O pedido não tratava do conteúdo do processo, mas de informações sobre a tramitação, como a forma de distribuição do caso — se por sorteio eletrônico ou por “prevenção” — e o horário em que o relator foi designado. Atualmente, esses dados não são divulgados pela Corte.
A ação foi protocolada no STF em 27 de novembro do ano passado. No dia seguinte, Toffoli impôs sigilo ao processo, que havia sido apresentado inicialmente como “segredo de Justiça”. No mesmo dia, o ministro viajou em um jatinho privado rumo a Lima para acompanhar a final da Libertadores, conforme revelado pelo colunista Lauro Jardim.
O avião partiu de São Paulo às 10h26, pousou no Rio de Janeiro às 11h07 e seguiu para Brasília, onde aterrissou às 13h17. Às 14h43, decolou para Lima levando, além de Toffoli, o empresário Luiz Oswaldo Pastore, o ex-ministro Aldo Rebelo e o advogado Augusto de Arruda Botelho.
Segundo a apuração, a divulgação dos dados solicitados permitiria esclarecer se Toffoli se tornou relator da ação de Vorcaro antes, durante ou depois da viagem. O sigilo foi decretado horas após a publicação de informação de que o empresário havia recorrido ao STF para deslocar as investigações.
Entre os passageiros do voo estava Augusto de Arruda Botelho, advogado do ex-diretor de compliance do Master, Luiz Antonio Bull. À época, Toffoli afirmou a interlocutores que a ação ainda não havia chegado ao seu gabinete e disse que não trata de processos em situações desse tipo.

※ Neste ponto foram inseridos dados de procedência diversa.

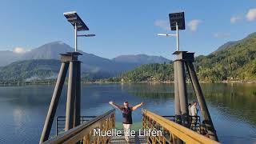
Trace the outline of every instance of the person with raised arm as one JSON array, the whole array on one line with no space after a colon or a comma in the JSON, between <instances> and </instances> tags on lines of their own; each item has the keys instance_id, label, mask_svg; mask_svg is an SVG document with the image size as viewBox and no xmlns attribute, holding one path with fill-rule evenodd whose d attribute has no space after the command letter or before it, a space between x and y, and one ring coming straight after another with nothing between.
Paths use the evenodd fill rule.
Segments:
<instances>
[{"instance_id":1,"label":"person with raised arm","mask_svg":"<svg viewBox=\"0 0 256 144\"><path fill-rule=\"evenodd\" d=\"M144 103L141 102L134 106L129 106L128 102L123 102L123 106L118 106L113 102L109 102L111 106L118 109L122 113L122 126L123 131L125 134L125 139L127 142L130 142L129 139L129 132L130 131L130 129L131 125L133 124L133 118L132 118L132 111L137 110L138 107L142 106Z\"/></svg>"}]
</instances>

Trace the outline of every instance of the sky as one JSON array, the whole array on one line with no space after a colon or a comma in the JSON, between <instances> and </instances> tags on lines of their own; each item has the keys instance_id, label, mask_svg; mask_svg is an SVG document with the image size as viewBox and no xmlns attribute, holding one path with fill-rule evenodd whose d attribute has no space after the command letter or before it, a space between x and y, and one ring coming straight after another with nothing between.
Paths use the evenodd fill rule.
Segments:
<instances>
[{"instance_id":1,"label":"sky","mask_svg":"<svg viewBox=\"0 0 256 144\"><path fill-rule=\"evenodd\" d=\"M256 31L256 0L2 0L0 50L21 53L62 41L72 47L74 33L64 12L77 11L90 28L78 50L107 58L146 54L173 59L175 37L168 14L184 11L180 50L209 54L229 41Z\"/></svg>"}]
</instances>

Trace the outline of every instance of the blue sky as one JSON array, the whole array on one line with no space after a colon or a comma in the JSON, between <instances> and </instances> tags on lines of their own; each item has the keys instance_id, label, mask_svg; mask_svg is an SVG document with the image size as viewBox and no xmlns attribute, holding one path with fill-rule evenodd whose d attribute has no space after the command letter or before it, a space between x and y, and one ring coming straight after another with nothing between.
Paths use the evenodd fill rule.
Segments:
<instances>
[{"instance_id":1,"label":"blue sky","mask_svg":"<svg viewBox=\"0 0 256 144\"><path fill-rule=\"evenodd\" d=\"M11 1L0 5L0 50L38 47L54 41L74 46L74 30L63 12L76 10L94 38L80 38L78 49L112 58L146 54L173 58L174 37L168 14L185 11L182 50L208 54L228 41L256 31L256 0ZM82 33L81 33L82 34Z\"/></svg>"}]
</instances>

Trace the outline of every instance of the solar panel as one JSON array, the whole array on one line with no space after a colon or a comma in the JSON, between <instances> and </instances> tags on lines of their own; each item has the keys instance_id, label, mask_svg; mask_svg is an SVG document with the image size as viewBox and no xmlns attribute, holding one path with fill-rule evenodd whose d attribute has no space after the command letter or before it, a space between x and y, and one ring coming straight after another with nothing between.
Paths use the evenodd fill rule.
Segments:
<instances>
[{"instance_id":1,"label":"solar panel","mask_svg":"<svg viewBox=\"0 0 256 144\"><path fill-rule=\"evenodd\" d=\"M67 12L67 13L64 13L63 14L66 18L67 21L73 25L73 26L74 26L75 24L77 25L78 31L89 30L89 28L82 22L82 20L80 18L77 12L75 11Z\"/></svg>"},{"instance_id":2,"label":"solar panel","mask_svg":"<svg viewBox=\"0 0 256 144\"><path fill-rule=\"evenodd\" d=\"M178 26L178 30L185 30L185 18L184 12L169 14L170 30L176 30L176 22Z\"/></svg>"}]
</instances>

A coluna solicitou ao STF acesso à certidão de distribuição do processo, documento elaborado pela Coordenadoria de Processo Inicial, responsável por registrar a forma de distribuição e o momento da designação do relator. Em 3 de dezembro, cinco dias após decretar o sigilo, Toffoli decidiu concentrar em si a autorização de qualquer nova medida investigativa no caso, mantendo a restrição sob o argumento de “evitar vazamentos que obstaculizem as investigações”.

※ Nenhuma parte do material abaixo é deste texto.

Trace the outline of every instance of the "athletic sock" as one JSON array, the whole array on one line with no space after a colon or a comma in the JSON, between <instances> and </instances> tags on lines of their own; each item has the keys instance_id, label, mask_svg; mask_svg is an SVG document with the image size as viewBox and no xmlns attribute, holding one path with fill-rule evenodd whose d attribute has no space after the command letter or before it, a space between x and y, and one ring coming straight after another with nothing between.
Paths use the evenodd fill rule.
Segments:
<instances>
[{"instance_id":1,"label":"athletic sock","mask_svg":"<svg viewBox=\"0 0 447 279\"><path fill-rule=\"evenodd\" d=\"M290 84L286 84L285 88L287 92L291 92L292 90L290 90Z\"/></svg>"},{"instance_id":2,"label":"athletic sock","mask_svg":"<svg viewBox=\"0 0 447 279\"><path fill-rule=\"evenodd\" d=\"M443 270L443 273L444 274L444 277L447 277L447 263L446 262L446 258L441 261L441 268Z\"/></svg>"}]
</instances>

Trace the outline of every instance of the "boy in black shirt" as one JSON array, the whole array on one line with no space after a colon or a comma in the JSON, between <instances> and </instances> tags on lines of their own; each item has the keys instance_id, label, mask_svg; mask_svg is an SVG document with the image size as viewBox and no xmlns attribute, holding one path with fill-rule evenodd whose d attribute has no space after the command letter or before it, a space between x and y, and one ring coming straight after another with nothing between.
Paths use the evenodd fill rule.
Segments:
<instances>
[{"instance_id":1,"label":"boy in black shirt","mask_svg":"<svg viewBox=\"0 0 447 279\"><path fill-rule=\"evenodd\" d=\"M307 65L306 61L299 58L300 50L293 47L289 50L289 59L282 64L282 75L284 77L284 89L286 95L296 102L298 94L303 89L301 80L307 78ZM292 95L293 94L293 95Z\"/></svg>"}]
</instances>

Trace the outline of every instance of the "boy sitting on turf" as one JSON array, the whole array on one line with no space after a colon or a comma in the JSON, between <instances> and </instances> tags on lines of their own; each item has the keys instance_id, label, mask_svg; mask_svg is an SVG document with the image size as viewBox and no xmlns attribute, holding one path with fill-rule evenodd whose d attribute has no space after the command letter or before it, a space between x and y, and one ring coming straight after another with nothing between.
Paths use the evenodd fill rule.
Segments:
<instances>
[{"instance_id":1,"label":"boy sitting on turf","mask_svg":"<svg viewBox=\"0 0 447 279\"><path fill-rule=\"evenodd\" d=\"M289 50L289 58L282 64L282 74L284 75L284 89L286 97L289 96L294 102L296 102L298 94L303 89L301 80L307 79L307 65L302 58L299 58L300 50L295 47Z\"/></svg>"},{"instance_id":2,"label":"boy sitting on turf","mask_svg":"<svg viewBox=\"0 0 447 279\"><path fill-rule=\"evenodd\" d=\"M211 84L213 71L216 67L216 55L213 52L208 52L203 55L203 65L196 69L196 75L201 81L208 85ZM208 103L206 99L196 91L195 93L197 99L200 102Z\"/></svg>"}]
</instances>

Em resposta, a Ouvidoria do STF informou que “informações relacionadas a processos sigilosos somente podem ser prestadas pessoalmente, aos advogados devidamente constituídos nos autos, mediante deferimento do ministro relator”. O órgão também indicou uma resolução de 2025 que trata da tramitação de processos sob sigilo.

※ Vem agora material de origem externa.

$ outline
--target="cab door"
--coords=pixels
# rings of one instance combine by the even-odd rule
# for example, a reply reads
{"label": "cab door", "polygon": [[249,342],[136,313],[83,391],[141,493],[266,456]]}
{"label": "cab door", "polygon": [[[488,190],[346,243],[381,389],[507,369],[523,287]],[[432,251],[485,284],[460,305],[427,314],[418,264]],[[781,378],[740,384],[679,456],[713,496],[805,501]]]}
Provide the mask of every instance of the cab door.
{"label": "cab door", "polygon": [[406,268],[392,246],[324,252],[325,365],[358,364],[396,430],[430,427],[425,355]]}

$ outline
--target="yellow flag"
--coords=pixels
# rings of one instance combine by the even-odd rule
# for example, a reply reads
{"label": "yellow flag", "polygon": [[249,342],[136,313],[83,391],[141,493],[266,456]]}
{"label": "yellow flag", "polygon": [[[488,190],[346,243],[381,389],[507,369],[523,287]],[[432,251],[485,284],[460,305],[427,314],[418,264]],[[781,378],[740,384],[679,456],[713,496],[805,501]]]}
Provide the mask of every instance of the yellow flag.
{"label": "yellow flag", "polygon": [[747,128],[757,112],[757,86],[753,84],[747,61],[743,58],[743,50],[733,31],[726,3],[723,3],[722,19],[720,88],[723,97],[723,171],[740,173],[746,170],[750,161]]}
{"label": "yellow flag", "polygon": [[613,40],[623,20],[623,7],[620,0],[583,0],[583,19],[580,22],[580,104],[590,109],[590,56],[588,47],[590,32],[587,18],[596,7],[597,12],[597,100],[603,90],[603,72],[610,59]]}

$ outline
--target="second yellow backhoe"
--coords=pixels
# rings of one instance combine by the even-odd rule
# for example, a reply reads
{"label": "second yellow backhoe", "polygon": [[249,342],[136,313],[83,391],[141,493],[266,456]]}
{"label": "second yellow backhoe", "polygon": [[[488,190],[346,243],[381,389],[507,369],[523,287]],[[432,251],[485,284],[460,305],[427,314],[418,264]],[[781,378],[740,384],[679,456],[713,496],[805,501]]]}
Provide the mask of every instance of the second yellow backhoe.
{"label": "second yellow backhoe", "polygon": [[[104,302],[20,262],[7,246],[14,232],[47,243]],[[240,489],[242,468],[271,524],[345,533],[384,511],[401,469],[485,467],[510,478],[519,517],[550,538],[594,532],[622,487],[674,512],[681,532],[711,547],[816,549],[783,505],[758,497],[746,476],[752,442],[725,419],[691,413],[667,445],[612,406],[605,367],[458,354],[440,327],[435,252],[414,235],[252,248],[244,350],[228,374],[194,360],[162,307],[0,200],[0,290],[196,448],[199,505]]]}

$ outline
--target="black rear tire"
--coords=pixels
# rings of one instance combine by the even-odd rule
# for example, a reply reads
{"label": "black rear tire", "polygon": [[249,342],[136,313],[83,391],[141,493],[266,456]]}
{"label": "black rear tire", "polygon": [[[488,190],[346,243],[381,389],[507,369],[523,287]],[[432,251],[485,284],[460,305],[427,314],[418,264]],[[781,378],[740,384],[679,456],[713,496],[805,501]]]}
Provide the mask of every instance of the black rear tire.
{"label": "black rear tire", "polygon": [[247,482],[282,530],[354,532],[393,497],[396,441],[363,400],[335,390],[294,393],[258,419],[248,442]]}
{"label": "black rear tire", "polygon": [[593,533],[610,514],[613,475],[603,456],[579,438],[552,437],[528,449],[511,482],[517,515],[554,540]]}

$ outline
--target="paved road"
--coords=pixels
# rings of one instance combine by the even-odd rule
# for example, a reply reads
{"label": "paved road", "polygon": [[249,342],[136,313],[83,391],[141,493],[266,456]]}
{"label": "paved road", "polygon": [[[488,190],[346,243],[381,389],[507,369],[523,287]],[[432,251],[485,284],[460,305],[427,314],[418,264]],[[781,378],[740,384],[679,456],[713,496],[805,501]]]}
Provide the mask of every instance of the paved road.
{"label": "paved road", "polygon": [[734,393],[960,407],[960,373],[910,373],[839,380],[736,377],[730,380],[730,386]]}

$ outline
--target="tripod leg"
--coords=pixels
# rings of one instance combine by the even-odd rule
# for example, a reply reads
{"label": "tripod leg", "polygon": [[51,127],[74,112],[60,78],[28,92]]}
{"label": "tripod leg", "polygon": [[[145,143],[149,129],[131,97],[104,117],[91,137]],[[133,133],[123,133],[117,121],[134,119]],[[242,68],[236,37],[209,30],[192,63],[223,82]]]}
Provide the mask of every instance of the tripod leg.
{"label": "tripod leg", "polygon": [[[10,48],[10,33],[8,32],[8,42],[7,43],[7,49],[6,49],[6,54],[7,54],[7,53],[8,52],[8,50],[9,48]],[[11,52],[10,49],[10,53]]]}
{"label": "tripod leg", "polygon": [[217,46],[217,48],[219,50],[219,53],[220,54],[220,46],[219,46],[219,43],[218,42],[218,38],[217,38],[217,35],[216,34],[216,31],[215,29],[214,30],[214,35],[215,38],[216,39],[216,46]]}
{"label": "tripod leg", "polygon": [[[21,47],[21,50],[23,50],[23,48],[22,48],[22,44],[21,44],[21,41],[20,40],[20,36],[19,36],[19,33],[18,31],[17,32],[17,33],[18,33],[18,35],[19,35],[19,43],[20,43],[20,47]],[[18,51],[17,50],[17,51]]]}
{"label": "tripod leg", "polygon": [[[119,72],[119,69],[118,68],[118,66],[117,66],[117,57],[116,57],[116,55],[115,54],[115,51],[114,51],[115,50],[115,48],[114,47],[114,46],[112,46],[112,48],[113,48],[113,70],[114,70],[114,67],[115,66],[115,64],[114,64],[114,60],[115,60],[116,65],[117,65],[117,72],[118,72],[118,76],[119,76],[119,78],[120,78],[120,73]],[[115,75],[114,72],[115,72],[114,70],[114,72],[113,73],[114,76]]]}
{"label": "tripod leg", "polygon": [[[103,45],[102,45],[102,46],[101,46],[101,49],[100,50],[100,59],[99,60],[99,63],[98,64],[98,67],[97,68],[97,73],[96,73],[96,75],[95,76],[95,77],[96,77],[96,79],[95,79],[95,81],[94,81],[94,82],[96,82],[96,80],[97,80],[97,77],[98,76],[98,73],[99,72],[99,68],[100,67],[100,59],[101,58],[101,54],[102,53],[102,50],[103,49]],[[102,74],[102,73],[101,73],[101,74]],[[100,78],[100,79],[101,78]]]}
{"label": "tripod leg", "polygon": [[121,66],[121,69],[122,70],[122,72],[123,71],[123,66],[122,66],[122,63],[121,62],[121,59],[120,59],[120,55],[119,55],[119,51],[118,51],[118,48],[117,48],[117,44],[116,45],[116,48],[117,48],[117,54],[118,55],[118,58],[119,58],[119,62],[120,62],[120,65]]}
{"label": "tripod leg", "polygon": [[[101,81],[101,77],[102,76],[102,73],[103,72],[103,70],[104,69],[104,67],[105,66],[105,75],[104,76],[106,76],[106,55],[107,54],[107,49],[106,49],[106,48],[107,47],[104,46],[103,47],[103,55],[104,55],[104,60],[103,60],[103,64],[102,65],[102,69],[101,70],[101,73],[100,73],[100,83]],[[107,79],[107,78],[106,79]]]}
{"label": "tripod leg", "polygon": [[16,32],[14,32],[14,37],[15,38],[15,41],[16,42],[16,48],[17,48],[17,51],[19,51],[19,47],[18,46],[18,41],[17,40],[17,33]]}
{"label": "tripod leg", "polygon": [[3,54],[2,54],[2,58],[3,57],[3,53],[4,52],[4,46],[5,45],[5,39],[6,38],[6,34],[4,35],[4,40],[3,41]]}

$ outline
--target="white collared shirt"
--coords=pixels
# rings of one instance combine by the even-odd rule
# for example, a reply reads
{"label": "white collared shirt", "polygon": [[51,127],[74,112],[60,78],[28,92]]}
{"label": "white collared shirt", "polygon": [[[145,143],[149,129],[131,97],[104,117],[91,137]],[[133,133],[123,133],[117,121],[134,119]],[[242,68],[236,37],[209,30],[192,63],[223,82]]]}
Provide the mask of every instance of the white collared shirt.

A norma afirma que “os atos processuais no STF são públicos”, com exceções quando houver interesse público ou social, proteção da intimidade ou necessidade de preservar investigações criminais. Para a diretora executiva da ONG Transparência Brasil, Juliana Sakai, esses requisitos “não parecem estar presentes neste caso”.
Segundo ela, “em nenhuma hipótese é plausível que retirar acesso a metadados, como data e horário da distribuição do processo, estejam alinhados com o interesse público”. Sakai afirmou ainda que a imposição de sigilo “impõe uma barreira para o direito constitucional de acesso à informação”.
Em nota enviada nesta terça-feira (27), o gabinete de Toffoli informou que o ministro “se declara impedido em processos que envolvem o empresário Luiz Pastore” e que, no momento da viagem, “não havia sido notificado sobre a distribuição de tais processos”.
O ministro é relator das investigações envolvendo o Banco Master, que apuram a venda de R$ 12,2 bilhões em créditos sem lastro ao BRB. O caso foi remetido ao STF por decisão do próprio Toffoli, sob o argumento de que havia menção a um deputado federal, o que atrairia a competência da Corte.
Em entrevista recente, o presidente do STF, Edson Fachin, afirmou que a tendência é a devolução do caso à primeira instância. Segundo apuração, Toffoli pretende aguardar a conclusão dos depoimentos, um relatório da Polícia Federal e o parecer da Procuradoria-Geral da República antes de decidir sobre a competência.